Los mexicanos elegimos mandatarios (en el país y los estados) cada seis años, en el caso de Nuevo León, con diferencia de tres años entre uno y otro, pero siempre terminamos igual: desencantados.
Desde los 70´s del siglo XX fue notorio el enojo de la sociedad con sus gobernantes, Echeverría surge en medio del descrédito por las acciones del 68, a la fecha es un personaje vituperado en la memoria colectiva.
De ahí en delante lo mismo, López Portillo emerge de un proceso democrático desacreditado, en una acción de descalificación, el PAN decide retirar a su candidato presidencial, quedando como candidato único de partido hegemónico el priista, las consecuencias no se hicieron esperar, se debió reformar el apartado político-electoral en la Constitución.
Le siguió Miguel de la Madrid y a éste Salinas de Gortari, sucede lo mismo, el pueblo rechaza a su mandatario a mitad de gobierno, incluso, el caso Salinas fue notorio por la llamada caída del sistema.
Vino Zedillo y de ahí la alternancia con Fox, Calderón y Peña, con todos pasa lo mismo, el pueblo los reprueba a mitad del mandato, con López Obrador sucede algo sui géneris, conserva popularidad, pero el descontento es amplio, un contrasentido.
La pregunta es: ¿Qué hacemos mal que siempre terminamos en desencanto?
Habrá lectores quienes respondan que ellos nunca han sufrido la traición de sus elegidos y por tanto no han padecido el desencanto. Es válido, pero no son las mayorías y la prueba de esto es la alternancia de gobiernos en el siglo XXI.

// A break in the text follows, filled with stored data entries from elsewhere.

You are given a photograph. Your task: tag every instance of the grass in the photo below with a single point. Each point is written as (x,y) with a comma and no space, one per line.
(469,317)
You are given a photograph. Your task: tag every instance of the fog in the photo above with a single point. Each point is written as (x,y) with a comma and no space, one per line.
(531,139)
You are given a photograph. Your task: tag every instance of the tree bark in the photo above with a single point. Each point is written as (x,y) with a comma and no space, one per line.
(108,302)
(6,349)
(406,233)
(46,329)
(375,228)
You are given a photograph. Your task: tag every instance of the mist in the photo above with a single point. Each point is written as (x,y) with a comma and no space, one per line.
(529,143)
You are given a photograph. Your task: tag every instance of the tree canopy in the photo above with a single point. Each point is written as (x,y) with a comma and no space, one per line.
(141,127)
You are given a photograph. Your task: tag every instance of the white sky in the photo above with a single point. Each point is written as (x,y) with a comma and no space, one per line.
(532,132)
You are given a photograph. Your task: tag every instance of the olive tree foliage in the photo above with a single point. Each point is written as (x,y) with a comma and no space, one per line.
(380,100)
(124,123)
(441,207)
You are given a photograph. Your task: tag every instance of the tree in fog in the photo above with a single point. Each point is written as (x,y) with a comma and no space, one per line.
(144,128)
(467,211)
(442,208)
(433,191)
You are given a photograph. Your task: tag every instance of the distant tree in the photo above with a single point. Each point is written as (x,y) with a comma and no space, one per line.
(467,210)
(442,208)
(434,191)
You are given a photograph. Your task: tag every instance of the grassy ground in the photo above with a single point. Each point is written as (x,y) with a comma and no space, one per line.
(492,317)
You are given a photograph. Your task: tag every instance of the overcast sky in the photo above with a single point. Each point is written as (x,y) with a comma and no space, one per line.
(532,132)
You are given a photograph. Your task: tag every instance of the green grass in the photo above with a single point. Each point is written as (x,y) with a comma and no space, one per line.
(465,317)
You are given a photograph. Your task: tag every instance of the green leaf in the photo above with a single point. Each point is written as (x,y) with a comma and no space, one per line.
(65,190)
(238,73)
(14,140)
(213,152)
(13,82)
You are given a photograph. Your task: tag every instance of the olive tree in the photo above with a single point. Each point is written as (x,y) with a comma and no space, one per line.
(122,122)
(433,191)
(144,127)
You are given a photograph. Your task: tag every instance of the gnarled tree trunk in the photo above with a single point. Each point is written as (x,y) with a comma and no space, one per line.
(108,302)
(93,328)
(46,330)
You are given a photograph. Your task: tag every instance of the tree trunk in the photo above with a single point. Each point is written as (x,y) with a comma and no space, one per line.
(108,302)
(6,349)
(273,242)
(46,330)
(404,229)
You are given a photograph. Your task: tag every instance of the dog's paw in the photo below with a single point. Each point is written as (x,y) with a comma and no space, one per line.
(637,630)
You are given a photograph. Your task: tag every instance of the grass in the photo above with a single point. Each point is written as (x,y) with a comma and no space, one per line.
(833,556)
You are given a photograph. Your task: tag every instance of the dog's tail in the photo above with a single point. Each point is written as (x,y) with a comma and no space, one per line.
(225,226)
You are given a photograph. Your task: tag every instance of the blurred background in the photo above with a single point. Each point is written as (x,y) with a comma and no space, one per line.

Es oportuno revisar nuestra forma de tomar decisiones, las motivaciones que nos mueven al momento de emitir el voto, evaluar nuestra forma de elegir porque ahí se centra el problema.
En el 2018 muchos mexicanos votaron con rabia, encono o ira contra el sistema y los partidos políticos dominantes (PAN, PRI). No importaba si el ahora presidente sería bueno o malo, joven o viejo, guapo o feo, inteligente o no; lo valioso era desahogar el rencor, descargar el enca… enojo frente a la impotencia de la frivolidad en la clase política dominante.
Nada importó si fuese sincero o no el candidato refractario, la motivación para millones nació en el desquite, cobrar venganza ante la burla permanente.
Ahí está la respuesta a la pregunta de origen, lo que hacemos mal los mexicanos es la forma en la cual basamos nuestras decisiones. Somos viscerales, emotivos, imprudentes e intempestivos a la hora de elegir lo valioso de nuestras vidas.
Lo mismo en el voto electoral que al momento de elegir pareja (vea estadísticas de divorcios), seleccionar estudios, escoger amistades, lo último que entra en juego en nuestras elecciones de vida son la razón y la lógica.
Tenemos un mandatario que para muchos es lo ideal: alguien quien malgasta dinero a montones, se codea con familias de delincuentes, miente sin ruborizarse, desprecia los protocolos diplomáticos y no sabe de historia; quizá su carisma surja porque es igual a millones de mexicanos.
Con todo ello, existe desencanto en amplios sectores de quienes votaron por él en el 2018, empresarios, profesionistas, intelectuales y políticos que se sienten desilusionados. ¡Pero qué cosa! Es un sector de población con liderazgo económico, académico, político o social donde están los compungidos por su error.
Ya se habla de elecciones presidenciales, hagamos un ejercicio de razonamiento y lógica. Desde ahora elaboremos un listado de cualidades que deseamos en un gobernante y defectos que despreciamos.
Pasemos a los suspirantes por nuestro código de cualidades. ¡Quién no pase que se vaya a su rancho… o al de otro!